Frequently asked questions

+Is homeschooling legal in California?

Yes. California has three legal pathways: the Private School Affidavit (PSA, the do-it-yourself private school path), the Private Satellite Program (PSP, a private school umbrella that supports homeschoolers), and Public Charter School Independent Study (a public-school enrollment with state funding). All three are legal. Most Waldorf homeschool families use the PSA or a PSP.

+What is the Private School Affidavit (PSA) in California?

The PSA is the path most homeschool advocates call true homeschooling in California. You file an affidavit with the California Department of Education between October 1 and 15 each year, declaring that your home is a private school. The affidavit is free, takes about 15 minutes online, and is the only state-level paperwork required. There is no curriculum requirement, no testing, no district oversight, and no parent-qualification requirement. You are responsible for everything.

+What is a PSP and why would I use one?

A Private Satellite Program (PSP) is a registered California private school that supports homeschool families. The PSP files the affidavit, holds the records, and often provides a community, optional classes, and administrative help with transcripts and high-school graduation. You pay tuition (typically $300 to $2,500 per child per year). PSPs vary widely: some are loose membership organizations with minimal involvement, others are structured programs with regular meetings and required documentation. PSPs are popular among Waldorf families because Waldorf-specific PSPs exist and provide community.

+What about charter schools in California?

California's Public Charter School Independent Study (ISP) programs are a fundamentally different path. They are public schools, your child is enrolled, and the state funds the program at approximately $2,000 to $3,000 per student per year. You receive instructional materials and approved-vendor curriculum credits. In return, your child has a credentialed teacher of record, standardized testing is mandatory, and religious curriculum cannot be purchased with public funds. Many Waldorf families avoid charter ISPs because the religious-content restriction can complicate Waldorf festivals and pedagogy.
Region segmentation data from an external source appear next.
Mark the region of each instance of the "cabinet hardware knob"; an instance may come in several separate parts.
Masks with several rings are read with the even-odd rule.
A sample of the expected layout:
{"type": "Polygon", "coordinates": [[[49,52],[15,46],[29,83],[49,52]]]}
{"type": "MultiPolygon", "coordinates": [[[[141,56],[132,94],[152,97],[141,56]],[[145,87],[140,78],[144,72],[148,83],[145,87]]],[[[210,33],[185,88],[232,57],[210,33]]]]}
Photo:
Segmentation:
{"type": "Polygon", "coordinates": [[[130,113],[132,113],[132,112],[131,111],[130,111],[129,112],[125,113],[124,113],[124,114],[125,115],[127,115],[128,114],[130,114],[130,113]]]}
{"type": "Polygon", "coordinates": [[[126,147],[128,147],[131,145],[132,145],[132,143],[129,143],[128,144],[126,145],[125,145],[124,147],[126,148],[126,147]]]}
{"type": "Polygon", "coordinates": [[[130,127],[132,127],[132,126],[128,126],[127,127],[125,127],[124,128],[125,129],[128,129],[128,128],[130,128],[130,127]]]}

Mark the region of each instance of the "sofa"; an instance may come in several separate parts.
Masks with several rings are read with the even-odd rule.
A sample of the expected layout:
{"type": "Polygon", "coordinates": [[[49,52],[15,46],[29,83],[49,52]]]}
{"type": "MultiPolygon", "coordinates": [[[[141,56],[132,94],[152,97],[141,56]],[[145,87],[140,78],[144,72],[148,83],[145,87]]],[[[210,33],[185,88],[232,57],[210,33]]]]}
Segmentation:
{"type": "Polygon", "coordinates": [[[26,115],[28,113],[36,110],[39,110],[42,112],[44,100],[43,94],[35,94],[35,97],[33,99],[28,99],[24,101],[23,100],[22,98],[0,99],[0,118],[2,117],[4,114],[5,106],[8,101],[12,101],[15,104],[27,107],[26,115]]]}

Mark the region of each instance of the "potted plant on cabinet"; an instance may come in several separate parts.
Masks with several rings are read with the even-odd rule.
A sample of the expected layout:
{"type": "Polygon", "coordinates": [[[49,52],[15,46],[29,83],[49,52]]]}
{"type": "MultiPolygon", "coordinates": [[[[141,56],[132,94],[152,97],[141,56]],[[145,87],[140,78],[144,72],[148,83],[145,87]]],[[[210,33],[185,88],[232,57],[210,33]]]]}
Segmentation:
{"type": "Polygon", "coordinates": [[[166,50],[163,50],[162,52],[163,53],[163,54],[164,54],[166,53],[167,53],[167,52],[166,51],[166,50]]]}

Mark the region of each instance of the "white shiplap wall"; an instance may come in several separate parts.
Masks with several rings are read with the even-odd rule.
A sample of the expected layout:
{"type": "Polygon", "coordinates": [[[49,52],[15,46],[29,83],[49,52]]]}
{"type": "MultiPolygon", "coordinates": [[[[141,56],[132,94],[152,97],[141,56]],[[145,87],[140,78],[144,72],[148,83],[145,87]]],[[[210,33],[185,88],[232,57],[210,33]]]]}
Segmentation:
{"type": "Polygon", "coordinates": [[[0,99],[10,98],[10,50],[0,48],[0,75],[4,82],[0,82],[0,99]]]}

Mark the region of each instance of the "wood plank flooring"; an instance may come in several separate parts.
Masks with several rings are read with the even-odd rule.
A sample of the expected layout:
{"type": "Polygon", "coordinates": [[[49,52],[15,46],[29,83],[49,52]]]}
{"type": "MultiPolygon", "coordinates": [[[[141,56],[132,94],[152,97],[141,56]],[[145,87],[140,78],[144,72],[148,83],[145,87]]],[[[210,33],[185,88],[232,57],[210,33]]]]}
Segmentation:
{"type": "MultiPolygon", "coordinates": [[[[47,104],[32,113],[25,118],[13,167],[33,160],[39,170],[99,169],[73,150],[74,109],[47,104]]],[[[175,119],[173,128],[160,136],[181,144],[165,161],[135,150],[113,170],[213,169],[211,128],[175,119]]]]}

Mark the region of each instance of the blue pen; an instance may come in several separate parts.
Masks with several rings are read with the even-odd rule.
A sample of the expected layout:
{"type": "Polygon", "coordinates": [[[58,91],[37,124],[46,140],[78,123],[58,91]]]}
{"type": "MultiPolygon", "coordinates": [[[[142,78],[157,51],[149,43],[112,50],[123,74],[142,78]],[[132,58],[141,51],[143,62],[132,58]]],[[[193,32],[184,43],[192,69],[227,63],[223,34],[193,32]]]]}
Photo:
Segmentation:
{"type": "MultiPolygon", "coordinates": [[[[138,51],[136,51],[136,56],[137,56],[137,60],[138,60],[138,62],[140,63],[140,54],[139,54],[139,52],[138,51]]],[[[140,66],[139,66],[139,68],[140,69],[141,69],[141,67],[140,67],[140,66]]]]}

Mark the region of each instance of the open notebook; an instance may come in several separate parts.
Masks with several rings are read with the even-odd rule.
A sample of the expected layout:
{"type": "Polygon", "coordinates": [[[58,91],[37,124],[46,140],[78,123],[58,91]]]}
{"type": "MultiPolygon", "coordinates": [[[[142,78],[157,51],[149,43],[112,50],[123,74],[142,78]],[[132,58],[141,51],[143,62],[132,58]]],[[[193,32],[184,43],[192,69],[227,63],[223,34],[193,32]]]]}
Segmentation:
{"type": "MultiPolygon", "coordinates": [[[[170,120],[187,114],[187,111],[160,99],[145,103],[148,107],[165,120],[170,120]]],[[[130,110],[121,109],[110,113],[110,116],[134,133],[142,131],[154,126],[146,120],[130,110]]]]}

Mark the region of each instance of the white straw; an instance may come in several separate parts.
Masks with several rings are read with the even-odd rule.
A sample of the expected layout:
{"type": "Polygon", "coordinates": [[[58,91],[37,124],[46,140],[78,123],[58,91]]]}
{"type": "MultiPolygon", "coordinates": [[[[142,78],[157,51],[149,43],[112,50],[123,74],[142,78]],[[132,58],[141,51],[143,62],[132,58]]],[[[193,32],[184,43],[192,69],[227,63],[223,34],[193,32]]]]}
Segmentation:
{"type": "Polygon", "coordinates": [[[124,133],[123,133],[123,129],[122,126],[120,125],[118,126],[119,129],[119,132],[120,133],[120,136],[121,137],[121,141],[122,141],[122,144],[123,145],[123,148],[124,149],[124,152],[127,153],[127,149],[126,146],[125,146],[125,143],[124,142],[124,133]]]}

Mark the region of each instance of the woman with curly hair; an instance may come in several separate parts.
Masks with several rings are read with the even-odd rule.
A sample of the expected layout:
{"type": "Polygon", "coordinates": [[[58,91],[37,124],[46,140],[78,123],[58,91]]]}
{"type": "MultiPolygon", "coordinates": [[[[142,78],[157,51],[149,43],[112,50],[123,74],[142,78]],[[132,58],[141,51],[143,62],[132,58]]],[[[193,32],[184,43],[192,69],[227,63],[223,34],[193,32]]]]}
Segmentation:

Some find the funding worth the constraints.

+Do I need to do annual testing in California?

It depends on which path you choose. PSA and PSP families have no state-level testing requirement. Charter ISP families must take state standardized tests (typically the CAASPP, formerly STAR). Most Waldorf families are on PSA or PSP and therefore have no required testing. Some PSPs have internal testing or portfolio requirements; check before enrolling in one.

+Can my homeschooled California student go to UC, CSU, or community college?

Yes. UC and CSU systems admit homeschool applicants through several pathways. The most common is the standard a-g admission criteria via SAT or ACT scores plus a-g coursework documented on a parent-issued transcript. Some Waldorf-focused PSPs maintain WASC accreditation, which simplifies UC/CSU admission. Community college is more straightforward: California community colleges accept anyone over 18 (or with parent consent under 18), and homeschool students often dual-enroll in high school years.

+What about California's homeschool funding programs?

California does not have an Education Savings Account (ESA) for homeschool families like Florida's PEP/FES-UA or Arizona's ESA. The closest equivalent is the Charter School Independent Study program, which is technically public-school enrollment with state funding (~$2-3K/student), not true homeschool funding. PSA and PSP families fund education entirely from their own resources. The trade-off: California's true homeschool law is permissive, but unlike Florida or Arizona, no direct state funding is available.